Another bone of contention involved a backdated promissory note, which Rhonda Liddle allegedly used in attempt to cover up criminal activity.
“The prosecution offered no evidence that Ms. Liddle backdated the note or participated in preparing the note, other than signing her name,” the court documents said. “There is no evidence at all concerning what she knew at that time she signed the note. Instead, the prosecution claims the jury was right to draw a conclusion that the note established Ms. Liddle’s knowing participation in the conspiracy. That is nothing more than speculation.”
Ninth Circuit Judge Richard Tallman said Liddle didn't strike him as an innocent housewife who had no idea her husband was stealing, although she used that defense in the trial.
“She received, on many occasions, substantial sums of money and then engaged in obstructive activity when the FBI tried to interview witnesses,” Tallman said. “This doesn't strike me as someone who wasn't involved.”
Tallman said that any reasonable jury would have inferred that Liddle was aware that the large amounts of cash coming into her household were ill-gotten gain, based on the evidence.
Monica Klapper, an attorney for the prosecution, told the court that it was necessary and appropriate for the jury to receive dual instruction. Despite an objection by the Liddles’ defense team, the district court gave a deliberate innocence instruction, according to court records.

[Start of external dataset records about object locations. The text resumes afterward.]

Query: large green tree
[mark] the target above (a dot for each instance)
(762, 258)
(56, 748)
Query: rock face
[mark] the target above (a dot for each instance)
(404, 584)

The instruction told the jury:
“You may find that the defendant Rhonda Liddle acted knowingly if you find beyond a reasonable doubt that:
- She was aware of a high probability that the money and property she received were the result of criminal conduct; and,
- She deliberately avoided learning the truth.
However, you may not find such knowledge if you find that she actually believed the money and property she received were not a result of criminal conduct, or if you find that she was simply careless.”
Rhonda Liddle’s defense contends that the instruction misstated the law, misled the jury, and reduced the prosecution's burden of proof.
“First, the instruction was an incorrect statement of law as to the conspiracy and the credit union fraud counts,” the court documents said. “They required a more precise knowledge. Required to prove those counts was knowledge that the money and property arose from a loan made through AEA. It is undisputed that the government must prove at least the degree of criminal intent necessary for the substantive offense in itself in order to prove the conspiracy.”
The jury also received a deliberate ignorance instruction 10 days into the trial, which seemed to catch Ms. Liddle’s trial attorney off guard because it seemed like a shift in the prosecution’s approach, according to court documents.
Drake argued that the prosecution offered insufficient evidence of deliberate ignorance to justify giving the instruction, and that doing so confused and misled jurors.
This is not the first time the case has taken an unusual twist.
In 2012, William Liddle claimed he was stabbed on his way to his sentencing hearing.
The NCUA placed the credit union in conservatorship in December 2010 - right after the Liddles and Ruiz were arrested.
Liddle had been hired in 2004 to develop and manage a business services program, but he resigned from the credit union in 2009. Following his departure, AEA FCU detected inconsistencies, which prompted an audit, according to court records.
Although the credit union’s future looked bleak in 2010, AEA FCU posted $5.2 million net income in 2013, according to the credit unions’ NCUA financial performance reports.